Suatu ketika, saya mengambil buku raport sekolah anak. Penasaran juga; dapat ranking berapa anak saya di kelasnya. Ternyata, sekolah tempat anak saya menimba ilmu tidak memberikan ranking pada siswa-siswinya. Bisa bikin minder siswa yang tidak dapat ranking, katanya.
Usai pembagian raport, kami para wali murid kasak-kusuk, nanya ke sana-sini tentang nilai dari masing-masing anaknya. Ternyata keingintahuan yang ada pada diri saya juga sama dengan yang lainnya. Akhirnya, kami pun bisa menyusun klasemen dari anak-anak kami. Walaupun pihak sekolah tidak memberikan ranking.
Pada kesempatan yang lain, saya bertemu dengan beberapa orang tua murid yang tidak mau menyebutkan nilai dari anaknya, saat ditanya orang lain. Alasannya anak bukan untuk dibanding-bandingkan. Usut punya usut, ternyata di sekolah ini habis diadakan seminar parenting buat para orang tua murid.
Sebagian ahli parenting memang berpendapat bahwa anak kita bukanlah objek untuk dibanding-bandingkan. Dikomparasi satu dengan yang lain. Anak-anak kita bisa tersinggung, malu atau bahkan minder bila dibanding-bandingkan dengan teman-temannya yang lebih hebat, yang lebih pintar dan kelebihan lainnya. Ada benarnya.

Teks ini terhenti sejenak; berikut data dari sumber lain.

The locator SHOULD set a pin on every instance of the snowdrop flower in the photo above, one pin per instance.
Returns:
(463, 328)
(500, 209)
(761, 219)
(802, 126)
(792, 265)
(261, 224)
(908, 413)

Setiap anak adalah pribadi yang unik yang pasti punya kelebihan dan kekurangan masing-masing. Tugas kita adalah mendorong kelebihan yang ada pada anak kita tersebut agar tumbuh dan berkembang. Saya setuju dengan point ini.
Namun, saya pribadi punya sedikit perbedaan pendapat terkait anak tidak boleh dibanding-bandingkan. Bagi saya, parenting adalah sebuah ilmu. Ilmu yang dipelajari dari pengalaman orang tua (parent) dalam mendidik anak. Pengalaman orang lain, pengalaman pribadi dan kaitannya dengan disiplin ilmu yang lain seperti psikologi, keagamaan serta disiplin ilmu lainnya.
Bagi saya, setiap ilmu, aturan, kaidah yang sumbernya bukan dari Al-Qur'an dan Hadist maka kebenarannya bisa relatif. Nisbi. Bisa diperdebatkan. Bisa berubah ukuran kebenarannya.
Seperti halnya dalam masalah pendidikan anak. Manakala kaidah di dalamnya masih merupakan hasil pemikiran manusia, maka masih berlaku hukum nisbi tadi. Kebenarannya tidak mutlak. Berbeda dengan kaidah dalam pendidikan anak yang bersumber dari Al-Qur'an dan Hadist. Contoh sederhananya terkait dengan menyusui. Dalam Al-Qur'an diatur tentang lamanya menyusui anak yang sempurna adalah dua tahun. Maka hal ini bersifat paten. Tidak perlu didebat. Tidak perlu didiskusikan lagi. Kalaupun didiskusikan adalah dalam rangka mencari kebaikan-kebaikan yang ada di dalamnya. Bukan dalam rangka menolaknya.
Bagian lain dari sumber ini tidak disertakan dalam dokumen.